Я уже начал сердиться, но Манати сказал мне с улыбкой:

— Поешьте, сахеб,[6] поешьте; со мной все в порядке. Да ведь и я голоден. Я тоже хочу немного поесть перед тем, как отправиться дальше.

Я сдался и прошел туда, где на тростниковой циновке была расставлена еда. Было подано большое блюдо с рисом и кусками баранины, жареные куры и тушеные овощи. Но мне было не до еды, и я быстро поднялся, надеясь, что теперь мы отправимся в путь, но остальные по очереди принимались за еду, пока все не насытились; потом стали пить кофе и чай. Не в состоянии более скрывать свое раздражение и нетерпение, я подошел к Манати. Он держал в руках баранью кость, но я не был уверен, что он на самом деле хоть что-нибудь съел. Выглядел он ужасно.

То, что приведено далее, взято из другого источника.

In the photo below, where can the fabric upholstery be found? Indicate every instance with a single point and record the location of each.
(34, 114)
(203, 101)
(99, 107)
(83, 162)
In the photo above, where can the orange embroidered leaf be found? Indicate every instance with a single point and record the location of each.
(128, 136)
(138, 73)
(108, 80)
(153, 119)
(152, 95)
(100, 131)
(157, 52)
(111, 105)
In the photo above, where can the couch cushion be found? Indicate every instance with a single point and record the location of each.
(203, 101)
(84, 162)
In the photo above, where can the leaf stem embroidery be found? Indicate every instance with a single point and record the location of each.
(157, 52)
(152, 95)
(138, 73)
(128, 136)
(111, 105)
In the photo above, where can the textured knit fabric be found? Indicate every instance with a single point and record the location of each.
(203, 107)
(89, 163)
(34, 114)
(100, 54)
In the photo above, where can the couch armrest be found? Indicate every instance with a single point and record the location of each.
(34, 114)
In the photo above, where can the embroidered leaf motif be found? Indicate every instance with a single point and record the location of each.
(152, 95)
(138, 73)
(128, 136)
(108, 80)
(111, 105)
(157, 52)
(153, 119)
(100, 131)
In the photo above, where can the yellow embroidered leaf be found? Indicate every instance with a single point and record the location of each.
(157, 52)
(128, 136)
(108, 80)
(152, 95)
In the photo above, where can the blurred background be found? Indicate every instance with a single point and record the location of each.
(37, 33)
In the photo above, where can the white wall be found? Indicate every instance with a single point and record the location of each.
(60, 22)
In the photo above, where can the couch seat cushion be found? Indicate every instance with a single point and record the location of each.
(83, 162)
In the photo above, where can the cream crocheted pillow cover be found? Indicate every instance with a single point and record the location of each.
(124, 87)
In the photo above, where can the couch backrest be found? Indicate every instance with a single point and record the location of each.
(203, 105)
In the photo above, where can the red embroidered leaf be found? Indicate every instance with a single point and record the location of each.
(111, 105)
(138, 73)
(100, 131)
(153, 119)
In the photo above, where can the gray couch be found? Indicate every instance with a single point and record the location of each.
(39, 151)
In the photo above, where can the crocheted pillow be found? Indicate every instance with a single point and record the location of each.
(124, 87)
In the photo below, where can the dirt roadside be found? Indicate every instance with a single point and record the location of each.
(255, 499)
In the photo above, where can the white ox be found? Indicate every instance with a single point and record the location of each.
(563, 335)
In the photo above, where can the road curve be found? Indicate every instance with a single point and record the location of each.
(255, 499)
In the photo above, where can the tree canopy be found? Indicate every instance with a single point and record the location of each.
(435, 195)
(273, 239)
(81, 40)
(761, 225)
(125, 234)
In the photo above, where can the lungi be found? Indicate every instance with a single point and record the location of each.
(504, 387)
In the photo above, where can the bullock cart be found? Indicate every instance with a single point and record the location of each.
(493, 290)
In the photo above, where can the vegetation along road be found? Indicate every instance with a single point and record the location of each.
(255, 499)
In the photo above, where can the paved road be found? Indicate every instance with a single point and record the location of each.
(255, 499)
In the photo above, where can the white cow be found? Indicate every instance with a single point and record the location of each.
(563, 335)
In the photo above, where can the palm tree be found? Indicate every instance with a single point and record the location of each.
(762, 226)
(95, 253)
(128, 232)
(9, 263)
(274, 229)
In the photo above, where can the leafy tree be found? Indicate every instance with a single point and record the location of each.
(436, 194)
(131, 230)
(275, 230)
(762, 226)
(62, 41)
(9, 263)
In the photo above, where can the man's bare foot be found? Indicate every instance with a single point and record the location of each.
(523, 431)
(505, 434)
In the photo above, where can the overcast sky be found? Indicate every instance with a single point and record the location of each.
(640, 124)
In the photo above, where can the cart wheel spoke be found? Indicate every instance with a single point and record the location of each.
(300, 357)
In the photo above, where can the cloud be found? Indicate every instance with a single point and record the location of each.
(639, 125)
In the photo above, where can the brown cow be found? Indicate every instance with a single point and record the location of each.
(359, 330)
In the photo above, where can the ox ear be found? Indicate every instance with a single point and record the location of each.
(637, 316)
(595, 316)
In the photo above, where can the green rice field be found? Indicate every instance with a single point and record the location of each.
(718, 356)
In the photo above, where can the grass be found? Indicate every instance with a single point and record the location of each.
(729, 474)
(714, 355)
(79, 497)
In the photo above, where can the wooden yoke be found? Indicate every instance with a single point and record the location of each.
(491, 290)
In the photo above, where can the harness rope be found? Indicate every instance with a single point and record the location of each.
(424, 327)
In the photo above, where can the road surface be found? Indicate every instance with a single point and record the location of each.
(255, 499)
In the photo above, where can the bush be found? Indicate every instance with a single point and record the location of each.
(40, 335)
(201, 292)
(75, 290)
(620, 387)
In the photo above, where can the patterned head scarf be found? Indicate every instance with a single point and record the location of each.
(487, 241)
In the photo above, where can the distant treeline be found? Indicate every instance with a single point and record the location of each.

В деревне Фалиха Манати снова умолял не отправлять его в больницу, но Фалих в конце концов убедил его в том, что это необходимо. Оказалось, что животное изрядно порвало ему ягодицу. Я ввел ему морфий, промыл рану и обработал ее сульфамидным препаратом. Затем мы постарались как можно удобнее устроить Манати в лодке и отправили его в Маджар-эль-Кабир, через который лежал путь в Амару.

Мы встретились с Манати годом позже, когда я остановился позавтракать в его деревне. Я с ужасом увидел, что он стал калекой и не мог двигаться, не опираясь о шест. Я спросил, сколько времени он пробыл в больнице, и он ответил:

вернуться

6

См. с. 50.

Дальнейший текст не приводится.